Improving the Reliability of Metagenomic Sequencing Data


Natural microbial communities usually are made up of a large variety of species. Knowing the community’s composition is important for addressing DOE energy and environmental missions. Sequencing of the community’s combined genome (the ‘metagenome’) is now the best way to characterize these communities, but to make sense of the data, it is important to accurately account for all of the experimental and instrumental errors in the process. Up to now, the instrumental errors have been routinely estimated, but not the sample collection and preparation errors. As part of the DOE Systems Biology Knowledgebase project, researchers at Argonne National Laboratory have developed an open-source program called DRISEE (duplicate read inferred sequencing error estimation) to account for both types of errors. DRISEE identifies errors that could be due to sample collection, intermediary DNA processing techniques, or to the instruments themselves. Using DRISEE, the authors reproduce known error rates from a given set of standard data. They then apply this method to show that many factors can contribute to errors in sequencing including read length and sample preparation.
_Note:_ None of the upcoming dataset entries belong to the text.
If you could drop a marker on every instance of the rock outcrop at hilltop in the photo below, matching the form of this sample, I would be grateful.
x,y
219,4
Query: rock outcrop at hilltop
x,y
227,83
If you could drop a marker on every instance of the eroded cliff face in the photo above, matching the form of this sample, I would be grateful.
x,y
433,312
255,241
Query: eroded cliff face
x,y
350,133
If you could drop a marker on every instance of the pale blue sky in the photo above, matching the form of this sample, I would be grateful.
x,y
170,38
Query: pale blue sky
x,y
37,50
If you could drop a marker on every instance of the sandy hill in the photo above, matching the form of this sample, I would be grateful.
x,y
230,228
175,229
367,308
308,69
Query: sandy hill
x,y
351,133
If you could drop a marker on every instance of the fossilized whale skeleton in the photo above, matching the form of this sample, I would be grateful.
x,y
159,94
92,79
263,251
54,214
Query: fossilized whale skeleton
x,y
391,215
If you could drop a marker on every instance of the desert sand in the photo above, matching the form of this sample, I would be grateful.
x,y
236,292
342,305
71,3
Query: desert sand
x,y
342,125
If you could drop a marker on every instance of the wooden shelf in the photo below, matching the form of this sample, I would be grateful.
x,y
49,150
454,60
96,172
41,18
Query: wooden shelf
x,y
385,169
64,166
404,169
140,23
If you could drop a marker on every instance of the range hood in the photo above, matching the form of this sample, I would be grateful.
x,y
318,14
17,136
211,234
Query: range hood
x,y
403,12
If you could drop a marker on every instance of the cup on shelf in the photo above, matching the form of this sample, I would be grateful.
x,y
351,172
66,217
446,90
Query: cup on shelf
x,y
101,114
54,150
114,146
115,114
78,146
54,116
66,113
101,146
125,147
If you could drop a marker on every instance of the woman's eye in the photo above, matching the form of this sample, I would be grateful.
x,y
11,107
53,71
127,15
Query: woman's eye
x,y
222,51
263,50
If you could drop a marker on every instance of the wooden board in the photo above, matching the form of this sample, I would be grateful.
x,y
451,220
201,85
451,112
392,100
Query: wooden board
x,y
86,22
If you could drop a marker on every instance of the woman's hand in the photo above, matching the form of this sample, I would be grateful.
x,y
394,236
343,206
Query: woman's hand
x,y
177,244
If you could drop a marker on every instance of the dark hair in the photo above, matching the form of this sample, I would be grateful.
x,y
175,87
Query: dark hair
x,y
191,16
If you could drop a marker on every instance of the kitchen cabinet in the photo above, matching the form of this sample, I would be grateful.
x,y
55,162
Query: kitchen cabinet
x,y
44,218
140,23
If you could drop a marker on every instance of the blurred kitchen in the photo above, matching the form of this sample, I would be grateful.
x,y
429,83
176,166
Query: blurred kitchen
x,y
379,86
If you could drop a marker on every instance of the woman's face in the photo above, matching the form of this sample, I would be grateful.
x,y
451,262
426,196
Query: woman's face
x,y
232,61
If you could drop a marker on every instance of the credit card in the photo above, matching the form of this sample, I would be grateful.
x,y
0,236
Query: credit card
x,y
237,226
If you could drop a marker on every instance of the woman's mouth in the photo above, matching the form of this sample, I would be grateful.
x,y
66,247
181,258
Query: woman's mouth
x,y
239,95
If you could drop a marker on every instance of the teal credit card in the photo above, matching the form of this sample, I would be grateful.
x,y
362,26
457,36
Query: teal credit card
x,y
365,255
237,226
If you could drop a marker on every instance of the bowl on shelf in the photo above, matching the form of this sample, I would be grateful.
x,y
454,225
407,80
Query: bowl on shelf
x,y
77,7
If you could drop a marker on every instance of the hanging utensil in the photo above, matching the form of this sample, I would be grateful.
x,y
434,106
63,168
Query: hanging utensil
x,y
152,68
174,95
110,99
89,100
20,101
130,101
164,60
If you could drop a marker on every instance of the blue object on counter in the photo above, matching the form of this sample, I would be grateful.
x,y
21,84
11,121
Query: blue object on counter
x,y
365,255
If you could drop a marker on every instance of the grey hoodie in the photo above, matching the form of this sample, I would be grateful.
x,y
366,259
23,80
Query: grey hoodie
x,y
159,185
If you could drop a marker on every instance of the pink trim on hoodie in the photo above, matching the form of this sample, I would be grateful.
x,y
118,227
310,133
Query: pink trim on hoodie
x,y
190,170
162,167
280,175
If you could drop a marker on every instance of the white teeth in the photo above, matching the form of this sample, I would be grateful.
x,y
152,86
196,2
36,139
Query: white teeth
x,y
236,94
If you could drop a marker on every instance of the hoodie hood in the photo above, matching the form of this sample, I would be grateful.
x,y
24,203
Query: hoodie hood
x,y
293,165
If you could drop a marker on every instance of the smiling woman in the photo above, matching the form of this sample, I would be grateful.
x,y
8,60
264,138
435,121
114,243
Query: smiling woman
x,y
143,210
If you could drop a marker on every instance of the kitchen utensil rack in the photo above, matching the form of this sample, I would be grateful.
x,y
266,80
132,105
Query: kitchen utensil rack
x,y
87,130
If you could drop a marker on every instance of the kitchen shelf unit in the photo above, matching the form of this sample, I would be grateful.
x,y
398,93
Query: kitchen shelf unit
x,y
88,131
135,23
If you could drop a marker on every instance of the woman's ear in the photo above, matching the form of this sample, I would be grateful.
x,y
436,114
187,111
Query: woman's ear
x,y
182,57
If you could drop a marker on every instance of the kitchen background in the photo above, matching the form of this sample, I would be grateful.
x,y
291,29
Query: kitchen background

Although this method so far only applies to 454 and Illumina sequencing, it will provide valuable assistance to scientists trying to assemble genomes from metagenomic data by helping them determine if the sequence data has a true error and should be disregarded or if it is a natural sequence variation and should be included.


Reference: Keegan, K. P., W. L. Trimble, J. Wilkening, A. Wilke, T. Harrison, M. D’Souze, and F. Meyer. 2012. “A Platform-Independent Method for Detecting Errors in Metagenomic Sequencing Data: DRISSE,” PLoS Computational Biology 8(6), e1002541. DOI: 10.1371/journal.pcbi.1002451.